53
Чем была
замечательна квартира Горького на Кронверкском — проходной революционный штаб!
постоянно действующий, в вечном приходе людей и новостей — и неприкосновенный
для полиции, на эту квартиру они посягнуть не решились бы! — и к тому же всегда
кормили (не то чтоб обслуживали, а было что взять поесть, кто там часто бывал). Приходили люди и совсем не
знакомые — ни хозяину, ни постоянным посетителям, — но кто-нибудь их привёл, и
что-нибудь они тоже рассказывали. Сам Горький очень любил этот поток людей,
рассказы и новости, и то и дело бросал своё писанье, выходил из кабинета и толокся тут со всеми, сидел и сам вызывал людей на рассказывание
историй. Правда, к нему и глуповатых много приходило, совсем уже темнота или пьянчуги, но и революционеров много бывало, особенно
большевиков.
Гиммер, как правая рука
Горького по «Летописи», да просто фактический редактор и основной работник,
бывал почти каждый день, и совсем как свой. Так и вчера он весь остаток дня и
вечер провёл здесь. Так и сегодня, поздно встав по воскресному дню, сообразил,
что лучше не будет места, как пойти к Горькому. Когда новости сами к Горькому
не приходили, то он лазил за ними в телефон, — садился и начинал обзванивать
разных знакомых ему людей — не самых главных деятелей, но всё ж из буржуазного,
адвокатского, интеллигентского, литературного мира и даже периферии
бюрократического.
Но сегодня за несколько
полуденных часов, сидя у Горького, ничего узнать не
удалось. И тогда Гиммер, другой сотрудник «Летописи» Базаров (в честь
тургеневского) и ещё — отправились небольшой компанией собрать личные
наблюдения. Надо бы идти, конечно, на Невский, все
события там, но уже перед Троицким мостом толпа запрудила площадь. Правда, и в
ней гудели плотные группы вокруг людей, уже вернувшихся с той стороны. Все
рассказывали — со своих глаз или чужих слов — одно: что сегодня в городе
стреляют, боевыми патронами, и есть жертвы, — одни говорили человек тридцать,
другие — несколько тысяч, весь Невский устлан.
Если так, то становилось и
опасно туда идти, может быть лучше узнать как-нибудь иначе. Ещё здесь постоять.
На стене Петропавловской
крепости близ пушек перехаживали солдаты.
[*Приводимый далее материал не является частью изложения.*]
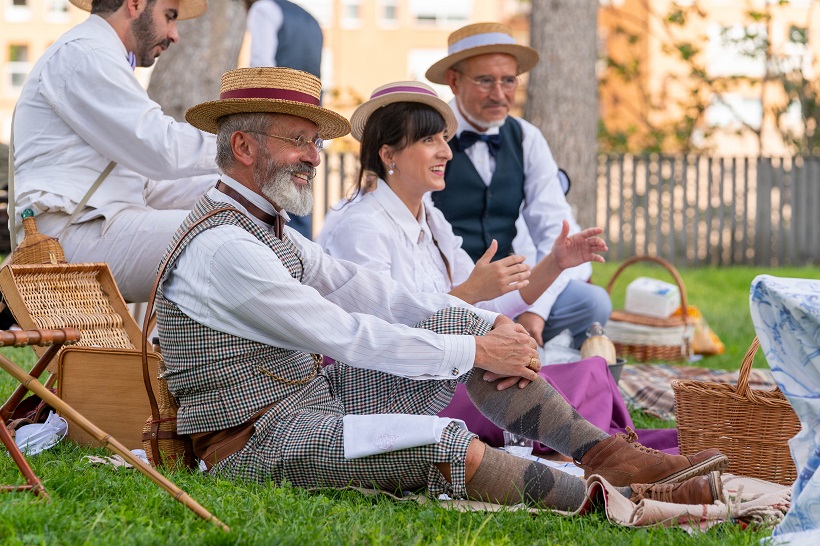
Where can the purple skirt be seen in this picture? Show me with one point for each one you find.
(589, 387)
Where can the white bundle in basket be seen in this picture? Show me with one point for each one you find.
(628, 333)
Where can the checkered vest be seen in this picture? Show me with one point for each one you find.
(219, 379)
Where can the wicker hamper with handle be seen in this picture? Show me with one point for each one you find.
(645, 338)
(752, 427)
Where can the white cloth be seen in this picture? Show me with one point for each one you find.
(380, 232)
(229, 281)
(264, 20)
(786, 316)
(544, 208)
(380, 433)
(80, 108)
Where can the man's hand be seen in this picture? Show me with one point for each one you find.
(578, 249)
(490, 280)
(507, 351)
(534, 325)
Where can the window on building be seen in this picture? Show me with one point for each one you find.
(56, 11)
(351, 13)
(436, 12)
(18, 11)
(734, 111)
(419, 60)
(389, 12)
(18, 65)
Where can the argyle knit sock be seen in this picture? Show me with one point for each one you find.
(506, 479)
(538, 412)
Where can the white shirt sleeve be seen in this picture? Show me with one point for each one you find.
(263, 24)
(545, 208)
(126, 126)
(229, 281)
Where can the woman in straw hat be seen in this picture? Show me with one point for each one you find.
(391, 226)
(256, 302)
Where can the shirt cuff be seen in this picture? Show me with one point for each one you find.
(459, 356)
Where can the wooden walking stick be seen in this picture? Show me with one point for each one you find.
(105, 439)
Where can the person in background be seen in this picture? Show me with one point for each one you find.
(83, 118)
(390, 226)
(502, 167)
(285, 34)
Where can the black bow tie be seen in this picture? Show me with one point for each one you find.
(468, 138)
Ожидались ли военные действия? Хотя
выстрелы оттуда разметали бы толпу, но сейчас она наблюдала с любопытством.
Троицкий мост перегораживали
запасные гренадеры. Хотя тут был и офицер, но шла оживлённая беседа толпы с
солдатами. Лепили им откровенно — и о правительстве, и о Распутине, и о царе, и
о войне, — одни солдаты молчали, другие посмеивались, никто не защищал. Нет, с
этими солдатами вряд ли начальство могло бы действовать по подавлению, нельзя
представить, чтоб например этот отряд взял ружья на прицел.
Не пропускали всех сразу,
толпу, а поодиночке на ту сторону пройти было можно. Но вернее будет вернуться
к Горькому и всё узнавать по телефону. Что-то интересное заваривалось!
А Горький — так и просидел
все эти часы у телефона. Он уже знал о расстрелах и знал, что общественные
круги потрясены, но вместе с тем и растеряны, ибо никто не придумал, как надо
на это ответить. Но видно не поднимались их обывательские головы выше «самых
решительных представлений».
Тут повис на телефоне и
Гиммер, стал звонить своим левым деятелям. В квартире Керенского самого,
конечно, не оказалось, убежал в Думу, но сидел там
Соколов вместе с Ольгой Львовной и ждали каких-нибудь сведений, однако до сих
пор ничего. На вечер было предположение собраться и обсудить, да вероятно у
Керенского же. Все согласны были, что левые должны использовать этот момент, но
никто не знал — за что взяться.
Кому Гиммер не мог позвонить
— это Шляпникову, не было такого телефона, они жили там, по берлогам
Выборгской, без телефонов.
Так и протекало время в
расспросах, бесплодных умозаключениях и спорах, которые уже становились и
нудными.
Нервы изнемогали.
Но много времени спасительно
заполнял телефон: за телефоном как-то не замечаешь часов.